Masing-masing dari kelompok organisme tersebut mempunyai ciri khas morfologinya
tersendiri. Oleh karena ukurannya yang mikroskopis menyebabkan dalam pengamatan
diperlukan bantuan alat mikroskop cahaya. Namun kita juga perlu melakukan
pewarnaan pada bakteri sehingga bentuk morfologinya mudah untuk diamati.
Daftar Pustaka
Karlina Yudha C, Ibrahim M, Trimulyono G. 2013. Aktivitas antibakteri ekstrak herba krokot (Portulaca oleracea L.) terhadap Staphylococcus aureus dan Escherichia coli. Jurnal Mahasiswa. 2(1): 88-93.
Nurhidayati S, Faturrahman, Ghazali M. 2015. Deteksi bakteri patogen yang berasosiasi dengan kappaphycus alvarezii (Doty) bergejala penyakit ice-ice. Jurnal Sains Teknologi dan Lingkungan. 1(2): 24-30.
Damayanti
Suci S, Komala O, Effendi Mulyati E. 2018. Identifikasi bakteri dari pupuk organik cair isi rumen sapi. Jurnal Ilmiah Ilmu Dasar dan Lingkungan Hidup. 18(2): 63-71.
Sudjarwo I,
Dewi W, Muthiah H. 2017. Pemanfaatan ekstrak etil asetat buah merah sebagai zat warna primer pada teknik pengecatan negatif kapsul bakteri.

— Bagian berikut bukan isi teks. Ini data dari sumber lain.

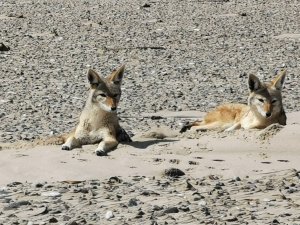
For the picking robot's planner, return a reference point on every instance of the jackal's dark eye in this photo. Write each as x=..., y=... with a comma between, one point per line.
x=261, y=100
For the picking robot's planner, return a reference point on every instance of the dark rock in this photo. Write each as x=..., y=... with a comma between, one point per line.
x=16, y=205
x=171, y=210
x=174, y=172
x=53, y=220
x=4, y=48
x=132, y=202
x=146, y=5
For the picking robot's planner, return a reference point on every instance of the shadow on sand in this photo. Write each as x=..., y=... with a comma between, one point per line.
x=142, y=144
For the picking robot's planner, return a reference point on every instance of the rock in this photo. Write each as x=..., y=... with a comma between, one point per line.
x=132, y=202
x=4, y=47
x=171, y=210
x=53, y=220
x=109, y=215
x=16, y=205
x=51, y=194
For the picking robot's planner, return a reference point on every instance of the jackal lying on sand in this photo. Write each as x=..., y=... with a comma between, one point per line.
x=99, y=121
x=264, y=108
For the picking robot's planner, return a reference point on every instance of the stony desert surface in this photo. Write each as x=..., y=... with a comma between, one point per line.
x=182, y=59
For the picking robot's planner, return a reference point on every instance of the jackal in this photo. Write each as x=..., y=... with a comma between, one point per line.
x=99, y=121
x=264, y=108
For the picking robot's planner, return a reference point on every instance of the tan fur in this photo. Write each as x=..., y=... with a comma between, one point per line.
x=99, y=121
x=264, y=108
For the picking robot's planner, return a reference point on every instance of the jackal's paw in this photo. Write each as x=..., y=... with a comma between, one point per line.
x=100, y=152
x=185, y=126
x=65, y=147
x=123, y=136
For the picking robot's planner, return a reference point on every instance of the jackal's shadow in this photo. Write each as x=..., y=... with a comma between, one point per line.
x=143, y=144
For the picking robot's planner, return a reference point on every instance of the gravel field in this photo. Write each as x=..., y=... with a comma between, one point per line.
x=179, y=55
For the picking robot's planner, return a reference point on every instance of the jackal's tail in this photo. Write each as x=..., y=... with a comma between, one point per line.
x=188, y=125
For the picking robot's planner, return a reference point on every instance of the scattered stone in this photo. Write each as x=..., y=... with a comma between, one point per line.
x=132, y=202
x=4, y=48
x=109, y=215
x=53, y=220
x=16, y=205
x=171, y=210
x=51, y=194
x=174, y=172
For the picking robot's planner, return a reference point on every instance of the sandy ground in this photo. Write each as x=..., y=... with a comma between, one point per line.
x=240, y=177
x=232, y=154
x=182, y=59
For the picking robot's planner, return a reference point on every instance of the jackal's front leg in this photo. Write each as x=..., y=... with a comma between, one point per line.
x=107, y=144
x=71, y=143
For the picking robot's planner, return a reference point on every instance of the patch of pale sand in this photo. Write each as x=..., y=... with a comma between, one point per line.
x=238, y=153
x=172, y=114
x=288, y=36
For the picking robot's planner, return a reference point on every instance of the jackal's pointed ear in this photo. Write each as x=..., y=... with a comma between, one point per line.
x=93, y=77
x=117, y=75
x=254, y=83
x=278, y=82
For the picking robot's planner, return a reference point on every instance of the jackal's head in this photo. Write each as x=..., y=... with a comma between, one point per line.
x=265, y=98
x=106, y=92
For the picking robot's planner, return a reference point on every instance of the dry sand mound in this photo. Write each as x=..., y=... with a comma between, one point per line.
x=179, y=56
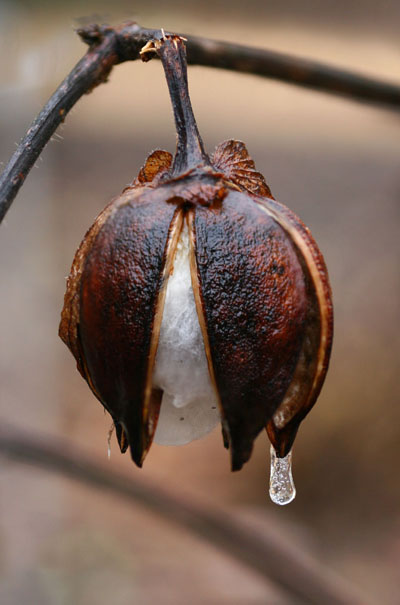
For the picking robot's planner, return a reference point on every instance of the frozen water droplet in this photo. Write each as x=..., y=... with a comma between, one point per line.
x=110, y=432
x=281, y=486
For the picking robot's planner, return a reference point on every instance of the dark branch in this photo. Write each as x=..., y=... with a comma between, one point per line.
x=303, y=579
x=110, y=46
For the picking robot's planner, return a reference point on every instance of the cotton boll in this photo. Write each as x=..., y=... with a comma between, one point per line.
x=189, y=408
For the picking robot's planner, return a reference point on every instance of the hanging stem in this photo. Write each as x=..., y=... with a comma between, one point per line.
x=189, y=149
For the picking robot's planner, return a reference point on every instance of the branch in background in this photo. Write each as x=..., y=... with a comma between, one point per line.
x=109, y=46
x=302, y=578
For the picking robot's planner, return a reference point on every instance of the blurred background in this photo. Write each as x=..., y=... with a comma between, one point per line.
x=336, y=163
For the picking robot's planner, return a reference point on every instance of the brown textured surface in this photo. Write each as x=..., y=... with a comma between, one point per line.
x=120, y=284
x=314, y=360
x=253, y=294
x=232, y=158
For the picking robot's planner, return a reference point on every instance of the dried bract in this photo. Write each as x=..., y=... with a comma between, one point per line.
x=238, y=261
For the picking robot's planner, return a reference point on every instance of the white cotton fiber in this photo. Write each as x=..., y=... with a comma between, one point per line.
x=189, y=407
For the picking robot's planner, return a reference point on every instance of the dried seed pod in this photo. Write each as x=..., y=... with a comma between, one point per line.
x=196, y=287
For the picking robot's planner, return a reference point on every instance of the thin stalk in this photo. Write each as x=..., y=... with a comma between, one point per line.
x=189, y=148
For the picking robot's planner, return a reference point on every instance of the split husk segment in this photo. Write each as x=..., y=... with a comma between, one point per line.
x=259, y=281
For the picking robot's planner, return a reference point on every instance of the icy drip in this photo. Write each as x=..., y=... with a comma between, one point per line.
x=281, y=486
x=189, y=408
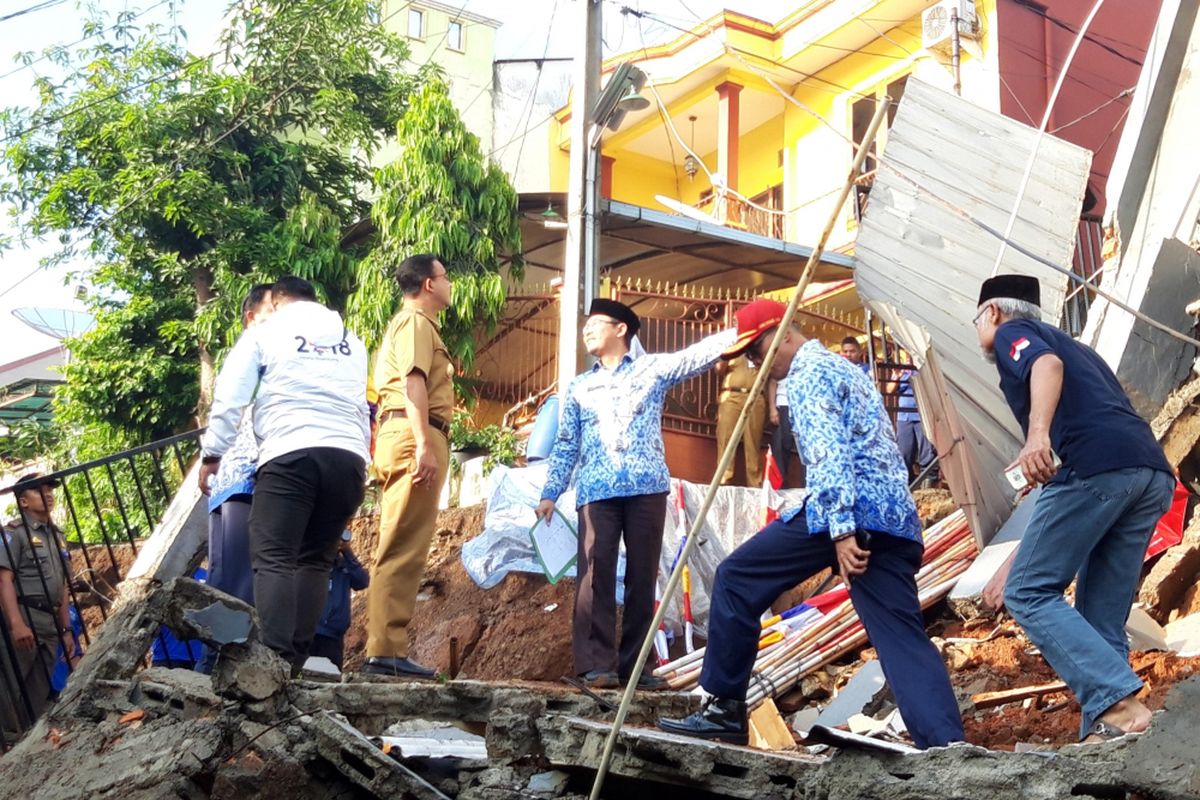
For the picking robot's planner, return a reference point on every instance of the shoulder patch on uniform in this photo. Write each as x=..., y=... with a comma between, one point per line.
x=1014, y=352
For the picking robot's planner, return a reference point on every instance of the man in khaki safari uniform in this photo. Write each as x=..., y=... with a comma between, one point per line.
x=737, y=378
x=34, y=602
x=413, y=373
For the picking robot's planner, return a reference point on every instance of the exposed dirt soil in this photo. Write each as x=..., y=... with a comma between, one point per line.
x=521, y=630
x=517, y=630
x=95, y=585
x=934, y=505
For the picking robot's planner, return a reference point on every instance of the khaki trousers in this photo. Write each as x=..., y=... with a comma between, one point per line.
x=603, y=524
x=751, y=435
x=407, y=518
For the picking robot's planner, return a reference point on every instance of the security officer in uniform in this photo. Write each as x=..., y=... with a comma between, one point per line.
x=34, y=602
x=412, y=457
x=737, y=378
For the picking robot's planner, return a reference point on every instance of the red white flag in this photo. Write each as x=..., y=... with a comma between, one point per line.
x=772, y=479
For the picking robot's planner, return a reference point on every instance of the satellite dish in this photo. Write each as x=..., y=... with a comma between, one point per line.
x=57, y=323
x=685, y=210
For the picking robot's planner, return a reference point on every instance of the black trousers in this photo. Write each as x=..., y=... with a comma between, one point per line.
x=301, y=504
x=603, y=524
x=783, y=554
x=783, y=446
x=327, y=647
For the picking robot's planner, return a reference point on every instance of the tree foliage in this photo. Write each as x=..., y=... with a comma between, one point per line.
x=189, y=179
x=439, y=196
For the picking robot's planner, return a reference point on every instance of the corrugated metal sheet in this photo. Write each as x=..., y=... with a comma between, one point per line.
x=951, y=172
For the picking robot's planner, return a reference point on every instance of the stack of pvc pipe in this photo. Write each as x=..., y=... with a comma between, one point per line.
x=792, y=648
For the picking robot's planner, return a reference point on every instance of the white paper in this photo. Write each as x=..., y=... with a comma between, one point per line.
x=556, y=545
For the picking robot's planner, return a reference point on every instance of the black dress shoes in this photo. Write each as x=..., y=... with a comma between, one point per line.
x=396, y=667
x=721, y=720
x=647, y=683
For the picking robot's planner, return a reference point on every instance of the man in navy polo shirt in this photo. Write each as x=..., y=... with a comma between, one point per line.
x=1096, y=511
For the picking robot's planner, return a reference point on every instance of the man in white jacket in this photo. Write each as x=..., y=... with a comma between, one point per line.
x=305, y=374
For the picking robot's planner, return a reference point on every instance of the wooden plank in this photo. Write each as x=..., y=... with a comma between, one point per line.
x=768, y=729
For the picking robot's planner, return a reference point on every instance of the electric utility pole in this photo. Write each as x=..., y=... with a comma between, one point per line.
x=580, y=270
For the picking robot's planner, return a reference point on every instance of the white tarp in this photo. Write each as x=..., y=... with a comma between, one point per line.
x=504, y=545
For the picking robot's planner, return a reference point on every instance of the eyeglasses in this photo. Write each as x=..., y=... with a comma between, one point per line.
x=595, y=322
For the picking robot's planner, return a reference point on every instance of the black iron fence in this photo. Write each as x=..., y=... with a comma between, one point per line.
x=72, y=537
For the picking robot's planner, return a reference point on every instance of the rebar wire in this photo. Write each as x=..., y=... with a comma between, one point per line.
x=1042, y=132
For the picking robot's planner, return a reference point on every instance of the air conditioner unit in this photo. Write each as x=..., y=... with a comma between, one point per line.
x=936, y=31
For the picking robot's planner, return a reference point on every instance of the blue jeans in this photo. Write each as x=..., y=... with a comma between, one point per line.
x=1096, y=530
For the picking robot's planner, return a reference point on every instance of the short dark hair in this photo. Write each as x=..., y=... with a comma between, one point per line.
x=293, y=288
x=255, y=298
x=414, y=271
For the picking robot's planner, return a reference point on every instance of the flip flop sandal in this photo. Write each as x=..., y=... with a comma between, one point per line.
x=1107, y=732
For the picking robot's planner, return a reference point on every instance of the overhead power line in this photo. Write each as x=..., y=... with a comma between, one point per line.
x=124, y=20
x=40, y=6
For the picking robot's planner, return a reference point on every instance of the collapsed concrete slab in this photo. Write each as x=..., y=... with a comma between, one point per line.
x=355, y=757
x=1157, y=764
x=1173, y=575
x=372, y=707
x=658, y=757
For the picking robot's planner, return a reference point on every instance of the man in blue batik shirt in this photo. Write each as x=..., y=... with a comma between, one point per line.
x=611, y=437
x=858, y=519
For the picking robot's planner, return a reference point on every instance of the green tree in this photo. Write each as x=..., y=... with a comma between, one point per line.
x=189, y=179
x=439, y=196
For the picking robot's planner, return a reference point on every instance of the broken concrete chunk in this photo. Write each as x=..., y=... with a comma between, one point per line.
x=855, y=695
x=552, y=782
x=217, y=624
x=250, y=672
x=355, y=757
x=1144, y=632
x=1183, y=636
x=966, y=596
x=1174, y=573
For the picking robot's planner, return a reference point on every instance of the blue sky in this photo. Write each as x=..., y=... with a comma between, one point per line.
x=525, y=32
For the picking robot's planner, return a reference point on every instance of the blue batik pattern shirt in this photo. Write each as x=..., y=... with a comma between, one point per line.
x=235, y=475
x=611, y=429
x=856, y=476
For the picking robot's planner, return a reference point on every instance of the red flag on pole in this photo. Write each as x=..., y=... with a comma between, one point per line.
x=772, y=479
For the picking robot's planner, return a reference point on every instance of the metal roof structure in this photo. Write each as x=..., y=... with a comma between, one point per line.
x=945, y=191
x=669, y=248
x=28, y=398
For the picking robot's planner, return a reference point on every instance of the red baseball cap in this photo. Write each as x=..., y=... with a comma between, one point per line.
x=754, y=320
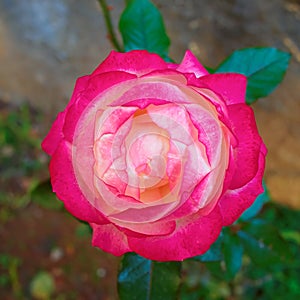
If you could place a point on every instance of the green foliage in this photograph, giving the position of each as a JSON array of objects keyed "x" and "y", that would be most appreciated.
[
  {"x": 143, "y": 279},
  {"x": 142, "y": 27},
  {"x": 214, "y": 253},
  {"x": 233, "y": 254},
  {"x": 264, "y": 68},
  {"x": 42, "y": 286},
  {"x": 42, "y": 195},
  {"x": 256, "y": 207},
  {"x": 9, "y": 274}
]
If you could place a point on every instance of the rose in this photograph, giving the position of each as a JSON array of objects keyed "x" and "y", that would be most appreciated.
[{"x": 156, "y": 156}]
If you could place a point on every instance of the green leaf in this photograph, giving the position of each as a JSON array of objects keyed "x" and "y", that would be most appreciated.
[
  {"x": 142, "y": 27},
  {"x": 214, "y": 253},
  {"x": 43, "y": 195},
  {"x": 256, "y": 207},
  {"x": 233, "y": 254},
  {"x": 264, "y": 244},
  {"x": 42, "y": 286},
  {"x": 264, "y": 68},
  {"x": 143, "y": 279}
]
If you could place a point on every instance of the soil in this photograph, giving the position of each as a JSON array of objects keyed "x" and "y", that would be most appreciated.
[{"x": 46, "y": 45}]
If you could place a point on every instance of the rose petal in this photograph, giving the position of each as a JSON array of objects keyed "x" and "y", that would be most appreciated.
[
  {"x": 83, "y": 99},
  {"x": 55, "y": 134},
  {"x": 231, "y": 86},
  {"x": 235, "y": 201},
  {"x": 192, "y": 236},
  {"x": 137, "y": 62},
  {"x": 66, "y": 187},
  {"x": 110, "y": 239},
  {"x": 190, "y": 64},
  {"x": 246, "y": 153}
]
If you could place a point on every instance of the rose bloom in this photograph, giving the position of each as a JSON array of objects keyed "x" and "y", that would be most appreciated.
[{"x": 156, "y": 156}]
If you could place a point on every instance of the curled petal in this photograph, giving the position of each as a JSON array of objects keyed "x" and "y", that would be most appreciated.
[
  {"x": 109, "y": 238},
  {"x": 190, "y": 64},
  {"x": 191, "y": 237},
  {"x": 137, "y": 62},
  {"x": 65, "y": 186}
]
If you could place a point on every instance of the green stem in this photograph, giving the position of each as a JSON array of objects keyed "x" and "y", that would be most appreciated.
[{"x": 109, "y": 26}]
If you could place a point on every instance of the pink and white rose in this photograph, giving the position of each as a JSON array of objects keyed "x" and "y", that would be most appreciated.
[{"x": 156, "y": 156}]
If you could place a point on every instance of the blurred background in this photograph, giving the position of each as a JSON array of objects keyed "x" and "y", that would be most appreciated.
[{"x": 44, "y": 46}]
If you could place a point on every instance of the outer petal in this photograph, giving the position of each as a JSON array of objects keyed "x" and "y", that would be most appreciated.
[
  {"x": 96, "y": 85},
  {"x": 137, "y": 62},
  {"x": 55, "y": 135},
  {"x": 245, "y": 160},
  {"x": 189, "y": 239},
  {"x": 110, "y": 239},
  {"x": 190, "y": 64},
  {"x": 66, "y": 188},
  {"x": 234, "y": 202}
]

Laporan Penelitian. 29(1): 35-40.
Azzahra A. 2017. Jenis-jenis fungi dan perannya di dunia. Jurnal Teknik Dasar. Vol 1: 21-24.
Kusuma Fitri A.S. 2009. Staphylococcus aureus. Makalah Staphylococcus aureus.
Wirasari A. 2019. Pengembangan Media Kartu Bio Kuartet pada Materi Protista Kelas X MA Madani Alaudin Pao-Pao. (Skripsi program sarjana, UIN Alauddin Makassar).
Putri Hiranya
M, Sukini, Yodong. 2017. Mikrobiologi Keperawatan
Gigi. Jakarta : Mikrobiologi Keperawatan Gigi.